Phishing is a type of spam email. It purports to be a notice from a financial institution (the earliest examples pretended to be Citibank). You are told that you need to click on a link and provide some information. In most cases, the URL displayed in the EMAIL will be completely different from the one to which you are sent. For example, the following URL appears to be the Huffington Post, but if you click it, you'll be taken to a picture of me: http://www.huffingtonpost.com. Sadly, the phishing emails do not send you to pictures of me. Instead, they take you to a series of forms where you'll be asked to enter information that the phishers can use to steal your identity.

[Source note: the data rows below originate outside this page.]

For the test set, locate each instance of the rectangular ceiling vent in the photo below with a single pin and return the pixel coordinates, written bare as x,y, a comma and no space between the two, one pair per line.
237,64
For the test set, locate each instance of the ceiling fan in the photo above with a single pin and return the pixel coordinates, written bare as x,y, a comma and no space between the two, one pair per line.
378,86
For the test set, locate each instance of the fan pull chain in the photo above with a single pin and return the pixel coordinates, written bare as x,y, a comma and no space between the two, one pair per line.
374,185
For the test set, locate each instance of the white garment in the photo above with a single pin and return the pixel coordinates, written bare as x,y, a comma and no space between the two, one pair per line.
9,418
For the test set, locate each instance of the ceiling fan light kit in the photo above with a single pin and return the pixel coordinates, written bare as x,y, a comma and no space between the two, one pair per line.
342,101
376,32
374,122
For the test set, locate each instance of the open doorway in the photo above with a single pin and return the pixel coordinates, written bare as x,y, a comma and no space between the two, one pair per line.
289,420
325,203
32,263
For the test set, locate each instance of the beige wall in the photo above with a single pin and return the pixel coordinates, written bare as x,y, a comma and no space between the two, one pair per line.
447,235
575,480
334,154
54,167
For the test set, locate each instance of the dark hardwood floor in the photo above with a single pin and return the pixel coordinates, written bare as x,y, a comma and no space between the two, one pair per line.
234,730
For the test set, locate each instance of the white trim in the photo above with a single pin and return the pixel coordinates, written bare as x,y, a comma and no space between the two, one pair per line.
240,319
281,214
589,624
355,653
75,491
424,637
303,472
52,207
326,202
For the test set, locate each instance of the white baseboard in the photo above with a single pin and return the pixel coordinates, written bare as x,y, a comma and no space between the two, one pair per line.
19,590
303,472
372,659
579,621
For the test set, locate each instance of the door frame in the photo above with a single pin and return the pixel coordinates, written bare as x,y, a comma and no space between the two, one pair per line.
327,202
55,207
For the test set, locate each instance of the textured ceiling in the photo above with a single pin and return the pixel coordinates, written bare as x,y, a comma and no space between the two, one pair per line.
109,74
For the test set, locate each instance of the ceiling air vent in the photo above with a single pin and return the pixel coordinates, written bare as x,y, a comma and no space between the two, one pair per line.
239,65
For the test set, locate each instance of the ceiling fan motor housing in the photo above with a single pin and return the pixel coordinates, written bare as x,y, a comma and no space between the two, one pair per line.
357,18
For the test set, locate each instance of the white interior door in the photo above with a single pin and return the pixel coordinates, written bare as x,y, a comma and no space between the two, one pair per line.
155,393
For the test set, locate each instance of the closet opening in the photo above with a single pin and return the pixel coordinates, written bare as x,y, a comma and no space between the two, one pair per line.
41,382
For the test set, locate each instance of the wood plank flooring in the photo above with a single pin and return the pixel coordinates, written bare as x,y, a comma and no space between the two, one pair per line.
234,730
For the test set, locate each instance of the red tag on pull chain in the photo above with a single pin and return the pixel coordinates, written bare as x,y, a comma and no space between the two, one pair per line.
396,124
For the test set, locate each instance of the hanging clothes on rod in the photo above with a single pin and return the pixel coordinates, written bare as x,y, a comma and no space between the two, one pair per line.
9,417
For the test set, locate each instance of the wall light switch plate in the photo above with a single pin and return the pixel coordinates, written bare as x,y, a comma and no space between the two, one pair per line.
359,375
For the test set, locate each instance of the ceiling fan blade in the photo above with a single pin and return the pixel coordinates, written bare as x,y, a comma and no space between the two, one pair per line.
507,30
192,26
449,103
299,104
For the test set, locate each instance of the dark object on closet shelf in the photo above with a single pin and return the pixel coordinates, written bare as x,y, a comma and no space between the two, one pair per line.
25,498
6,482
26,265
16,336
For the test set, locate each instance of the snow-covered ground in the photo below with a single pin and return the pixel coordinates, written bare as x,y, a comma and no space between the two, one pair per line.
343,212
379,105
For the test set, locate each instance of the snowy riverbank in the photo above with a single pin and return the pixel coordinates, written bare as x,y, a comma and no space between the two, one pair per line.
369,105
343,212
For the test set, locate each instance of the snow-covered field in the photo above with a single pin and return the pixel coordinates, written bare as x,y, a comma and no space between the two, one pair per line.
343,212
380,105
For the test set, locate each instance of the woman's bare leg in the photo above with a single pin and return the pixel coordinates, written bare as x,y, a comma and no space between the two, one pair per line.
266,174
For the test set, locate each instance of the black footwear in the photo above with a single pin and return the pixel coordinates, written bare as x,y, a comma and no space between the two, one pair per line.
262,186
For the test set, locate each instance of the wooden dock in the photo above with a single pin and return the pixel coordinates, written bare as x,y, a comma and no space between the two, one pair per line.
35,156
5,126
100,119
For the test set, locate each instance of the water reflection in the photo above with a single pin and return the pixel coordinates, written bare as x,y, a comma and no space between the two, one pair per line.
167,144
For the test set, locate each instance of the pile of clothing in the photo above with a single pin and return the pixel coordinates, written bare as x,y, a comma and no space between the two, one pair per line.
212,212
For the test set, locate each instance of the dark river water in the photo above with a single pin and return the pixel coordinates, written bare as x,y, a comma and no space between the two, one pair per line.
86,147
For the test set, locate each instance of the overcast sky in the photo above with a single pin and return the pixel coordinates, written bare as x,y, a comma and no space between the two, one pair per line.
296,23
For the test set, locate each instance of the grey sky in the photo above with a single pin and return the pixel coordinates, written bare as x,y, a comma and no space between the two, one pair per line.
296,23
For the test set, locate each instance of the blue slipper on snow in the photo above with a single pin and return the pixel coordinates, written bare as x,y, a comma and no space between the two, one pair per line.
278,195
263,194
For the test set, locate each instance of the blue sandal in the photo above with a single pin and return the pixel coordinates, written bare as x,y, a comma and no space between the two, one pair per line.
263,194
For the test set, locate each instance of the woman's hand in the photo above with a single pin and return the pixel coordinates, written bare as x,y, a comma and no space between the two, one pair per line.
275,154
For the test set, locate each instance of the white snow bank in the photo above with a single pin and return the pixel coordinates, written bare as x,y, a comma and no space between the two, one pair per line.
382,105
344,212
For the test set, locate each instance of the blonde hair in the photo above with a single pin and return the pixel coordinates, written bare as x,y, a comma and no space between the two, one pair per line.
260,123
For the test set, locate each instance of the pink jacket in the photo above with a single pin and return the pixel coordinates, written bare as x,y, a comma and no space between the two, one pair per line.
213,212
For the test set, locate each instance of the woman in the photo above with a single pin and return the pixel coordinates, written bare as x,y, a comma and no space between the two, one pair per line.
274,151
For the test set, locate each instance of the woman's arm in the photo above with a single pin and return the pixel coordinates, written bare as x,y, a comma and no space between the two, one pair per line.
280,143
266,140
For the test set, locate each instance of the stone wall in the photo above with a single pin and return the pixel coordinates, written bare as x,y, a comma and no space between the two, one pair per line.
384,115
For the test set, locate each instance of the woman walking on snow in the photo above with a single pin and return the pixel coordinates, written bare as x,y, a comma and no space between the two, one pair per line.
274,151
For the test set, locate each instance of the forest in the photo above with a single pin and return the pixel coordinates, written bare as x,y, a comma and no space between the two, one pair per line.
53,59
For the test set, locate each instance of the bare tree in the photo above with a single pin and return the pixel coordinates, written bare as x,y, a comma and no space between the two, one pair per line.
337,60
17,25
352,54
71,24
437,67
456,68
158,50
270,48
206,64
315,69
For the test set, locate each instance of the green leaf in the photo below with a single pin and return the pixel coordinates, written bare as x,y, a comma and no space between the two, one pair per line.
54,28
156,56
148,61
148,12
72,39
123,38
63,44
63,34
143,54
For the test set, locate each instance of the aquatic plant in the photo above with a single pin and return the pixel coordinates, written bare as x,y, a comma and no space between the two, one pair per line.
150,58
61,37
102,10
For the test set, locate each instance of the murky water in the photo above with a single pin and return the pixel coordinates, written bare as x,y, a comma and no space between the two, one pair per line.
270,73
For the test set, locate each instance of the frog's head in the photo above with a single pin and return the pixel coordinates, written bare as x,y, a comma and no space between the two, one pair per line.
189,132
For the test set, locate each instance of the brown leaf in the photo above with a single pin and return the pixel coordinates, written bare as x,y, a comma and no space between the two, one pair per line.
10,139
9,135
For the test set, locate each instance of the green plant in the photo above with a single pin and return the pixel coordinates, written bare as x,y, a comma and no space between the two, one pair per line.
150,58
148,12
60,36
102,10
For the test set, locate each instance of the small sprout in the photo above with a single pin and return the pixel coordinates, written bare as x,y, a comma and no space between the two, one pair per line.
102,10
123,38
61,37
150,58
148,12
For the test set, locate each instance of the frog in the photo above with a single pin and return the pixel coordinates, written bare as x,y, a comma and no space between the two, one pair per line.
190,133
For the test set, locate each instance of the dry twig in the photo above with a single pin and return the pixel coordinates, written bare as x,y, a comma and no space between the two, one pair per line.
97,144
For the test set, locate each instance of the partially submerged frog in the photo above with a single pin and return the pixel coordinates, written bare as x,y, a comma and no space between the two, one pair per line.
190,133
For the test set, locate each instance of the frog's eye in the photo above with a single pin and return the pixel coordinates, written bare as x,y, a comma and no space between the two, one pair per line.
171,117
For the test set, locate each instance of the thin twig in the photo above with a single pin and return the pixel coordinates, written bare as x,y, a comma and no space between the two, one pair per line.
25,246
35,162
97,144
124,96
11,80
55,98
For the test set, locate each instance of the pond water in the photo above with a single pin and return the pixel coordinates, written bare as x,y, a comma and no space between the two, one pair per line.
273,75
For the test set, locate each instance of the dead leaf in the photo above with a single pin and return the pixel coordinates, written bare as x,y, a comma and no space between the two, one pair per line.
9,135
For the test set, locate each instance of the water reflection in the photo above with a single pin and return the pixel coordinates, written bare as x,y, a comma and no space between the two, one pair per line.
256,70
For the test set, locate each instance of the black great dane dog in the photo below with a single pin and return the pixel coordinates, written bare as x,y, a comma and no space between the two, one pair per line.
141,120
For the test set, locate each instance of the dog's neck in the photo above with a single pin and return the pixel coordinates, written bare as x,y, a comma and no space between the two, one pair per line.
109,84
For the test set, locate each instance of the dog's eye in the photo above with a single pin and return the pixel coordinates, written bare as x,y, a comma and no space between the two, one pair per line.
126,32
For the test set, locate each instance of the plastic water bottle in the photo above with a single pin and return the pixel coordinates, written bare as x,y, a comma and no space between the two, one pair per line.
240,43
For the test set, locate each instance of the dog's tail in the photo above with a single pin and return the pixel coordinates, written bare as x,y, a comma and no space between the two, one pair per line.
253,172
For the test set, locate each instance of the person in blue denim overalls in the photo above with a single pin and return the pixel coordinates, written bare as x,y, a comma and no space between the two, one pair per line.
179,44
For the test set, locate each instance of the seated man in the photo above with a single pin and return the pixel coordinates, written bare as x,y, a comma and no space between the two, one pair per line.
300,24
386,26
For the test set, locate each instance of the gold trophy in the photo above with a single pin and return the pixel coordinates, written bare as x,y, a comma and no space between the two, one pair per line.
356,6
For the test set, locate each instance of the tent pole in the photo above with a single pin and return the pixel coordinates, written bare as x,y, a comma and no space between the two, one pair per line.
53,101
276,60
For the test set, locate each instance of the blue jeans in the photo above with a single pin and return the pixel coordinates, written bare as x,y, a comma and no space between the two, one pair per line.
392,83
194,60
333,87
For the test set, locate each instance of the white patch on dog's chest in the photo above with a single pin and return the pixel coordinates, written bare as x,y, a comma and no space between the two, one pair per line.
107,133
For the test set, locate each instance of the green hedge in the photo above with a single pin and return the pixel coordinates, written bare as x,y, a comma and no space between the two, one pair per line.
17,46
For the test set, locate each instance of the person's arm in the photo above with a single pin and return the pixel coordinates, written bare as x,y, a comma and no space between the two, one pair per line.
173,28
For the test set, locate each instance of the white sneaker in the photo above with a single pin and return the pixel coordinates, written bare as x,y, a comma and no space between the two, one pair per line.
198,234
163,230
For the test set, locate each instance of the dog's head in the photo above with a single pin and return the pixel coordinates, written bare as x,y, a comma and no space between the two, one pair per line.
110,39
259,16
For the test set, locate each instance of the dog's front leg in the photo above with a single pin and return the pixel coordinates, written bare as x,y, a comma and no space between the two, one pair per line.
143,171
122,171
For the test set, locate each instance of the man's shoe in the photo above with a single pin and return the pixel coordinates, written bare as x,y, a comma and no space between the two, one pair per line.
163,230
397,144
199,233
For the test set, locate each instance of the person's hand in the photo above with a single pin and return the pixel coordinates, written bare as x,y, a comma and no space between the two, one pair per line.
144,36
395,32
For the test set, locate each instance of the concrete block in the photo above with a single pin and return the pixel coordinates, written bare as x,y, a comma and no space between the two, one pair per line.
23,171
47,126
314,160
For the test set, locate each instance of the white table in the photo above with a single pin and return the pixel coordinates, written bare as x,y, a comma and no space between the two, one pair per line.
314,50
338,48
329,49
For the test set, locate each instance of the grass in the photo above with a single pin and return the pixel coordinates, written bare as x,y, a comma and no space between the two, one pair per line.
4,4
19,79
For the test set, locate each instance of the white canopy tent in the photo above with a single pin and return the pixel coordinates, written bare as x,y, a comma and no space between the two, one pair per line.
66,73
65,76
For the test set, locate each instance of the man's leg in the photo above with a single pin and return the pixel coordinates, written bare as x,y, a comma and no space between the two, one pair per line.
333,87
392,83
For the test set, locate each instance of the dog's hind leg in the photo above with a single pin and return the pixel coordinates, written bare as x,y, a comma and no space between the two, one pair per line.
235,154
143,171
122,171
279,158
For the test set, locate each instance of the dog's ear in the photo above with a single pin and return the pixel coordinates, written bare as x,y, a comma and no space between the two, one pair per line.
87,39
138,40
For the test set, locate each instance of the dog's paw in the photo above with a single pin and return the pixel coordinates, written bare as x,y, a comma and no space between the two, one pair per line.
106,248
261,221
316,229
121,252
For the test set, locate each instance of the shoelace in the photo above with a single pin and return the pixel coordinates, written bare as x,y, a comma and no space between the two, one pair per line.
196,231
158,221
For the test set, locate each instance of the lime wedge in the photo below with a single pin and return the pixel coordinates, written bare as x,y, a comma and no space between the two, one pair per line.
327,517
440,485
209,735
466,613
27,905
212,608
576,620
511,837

Like advertising spam, phishing emails are sent by robots. (This is why they keep trying to steal Bruce's identity, even though it would make more sense to steal from Bruce's wife or daughters, all of whom have bigger bank accounts.) Often, they'll notify you of problems with accounts you don't have:
From: customerservice@ukrainetrust.com
To: ferdy@conservativecat.com
Dear Mr. Cat:
Your account here at the Ukranian National Trust was recently accessed by someone in Washington DC. We need to verify your identity. Please call 1-888-555-FAKE and be ready to tell us your name, date of birth, social security number, account number, and any other data we need to withdraw all your funds.
In other cases, they'll tell you that someone might have stolen your email password. To make it believable, they will spoof the FROM address so that it appears to be somebody official. This can be very believable if you have an AOL or COMCAST email, but is less effective when your email address belongs to your blog domain.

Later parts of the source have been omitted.